Planetary Health


We live together with the food we eat, the animals we keep and the millions of microbes that inhabit out guts, soils and the very air we breathe. Healthy organisms require a healthy planet. Our definition of health goes beyond human disease and looks at the entire system we live in. From a one-health perspective we combine our strong expertise in veterinary medicine with that of our excellent human medical research, for instance to investigate how humans and animals live together and how diseases spread from animals to humans and back (zoonosis), investigating potential pandemics.

Keeping our planet liveable requires a perspectve to health that goes beyond human disease. Our strong expertise in veterinary medicine, combined with excellent human medical research and fundamental life sciences creates fertile soil for innovation. With a strong focus on prevention, we fight causes rather than symptoms.

Planetary Health

Our health largely depends on the health of all the ecosystems we rely on. This realization, which is becoming increasingly urgent in light of the current environmental crisis, calls for research with a broad perspective. Under the umbrella of the thematic community of planetary health, various strong Utrecht research themes come together to address global issues in sustainable health. We spoke with Professor Roel Vermeulen and Professor George Kowalchuk, chair and vice-chair of the new community. Vermeulen leads the Utrecht research into Environmental Epidemiology and Exposome analysis, while Kowalchuk directs the research on ecology and biodiversity.

Interview a holistic perspective on health

Planetary Health board

Board members play an active role in facilitating strategic positioning and visibility of the community. Selected from a cross-section of the community, they are positioned to bring talented people together and to stimulate multidisciplinary research that help to strengthen the community.

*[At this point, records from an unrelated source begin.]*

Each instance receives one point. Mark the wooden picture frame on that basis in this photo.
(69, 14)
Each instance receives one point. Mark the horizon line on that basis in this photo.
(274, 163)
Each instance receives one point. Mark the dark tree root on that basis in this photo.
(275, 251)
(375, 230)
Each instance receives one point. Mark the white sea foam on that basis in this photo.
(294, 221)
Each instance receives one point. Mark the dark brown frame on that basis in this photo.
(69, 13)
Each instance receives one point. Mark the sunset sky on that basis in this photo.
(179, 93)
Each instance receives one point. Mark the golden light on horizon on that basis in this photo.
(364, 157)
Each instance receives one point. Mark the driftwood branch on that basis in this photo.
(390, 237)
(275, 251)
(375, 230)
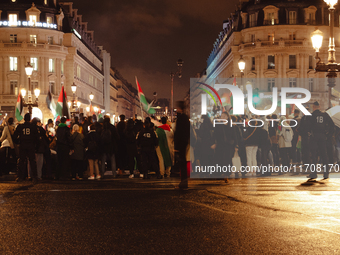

We are forerunners in the rapidly growing field of the exposome: the collective name for environmental influences on health. Gathering huge datasets to map and better understand population health. At the fundamental level, we investigate the life and health of plants, to better understand climate and disease resilience and to ensure healthy crops for future generation. Using modern plant biology in combination with Artificial Intelligence (AI) we are learning to harness the resilience of plants. Better understanding health allows us to stay healthy and prevent disease, fighting the causes rather than the symptoms.

One Health Perspective

Universitaire Landbouwhuisdieren Praktijk

There are 88 countries with a population of more than 10 million. Of those, The Netherlands is the 5th smallest in land mass, ranks 4th in highest in density population, and is the world’s 2nd greatest exporter of food and agricultural products. Integrating environment and human and animal health under the One Health programme is a top priority. 

Integrated approach

Many microbes infect both humans and animals and share the same ecosystems, creating a circular transfer of disease-causing agents. Well-known outbreaks, such as Ebola, influenza (flu), and Zika virus are examples of how closely interconnected we are with our environment. One Health emphasises the connections between these sectors, and calls for a sustained, integrated approach in order to improve health conditions and health care across the globe.

We're connecting humans, animals and the environment

Given the intimate relationship between animal and human health and the environment, the joint research programmes of the Faculty of Veterinary Medicine, the Faculty of Science and UMC Utrecht constitute a unique centre of excellence for One Health. In collaboration with our public and private partners, we focus on the prevention of and fight against existing and emerging infectious diseases – both in humans and animals – including zoonoses and food safety pathogens, on the prevention and control of antimicrobial resistance and on overcoming environmental risks.

National alliance

The Netherlands Centre for One Health (NCOH) is a national alliance initiated by Utrecht University and launched in 2016. Within the NCOH we aim to find solutions to Global One Health Challenges, such as outbreaks of emerging infectious diseases and antimicrobial resistance. As the causes and possible solutions also include components of healthy farming and healthy wildlife and ecosystems, a One Health approach is required to solve these major societal challenges.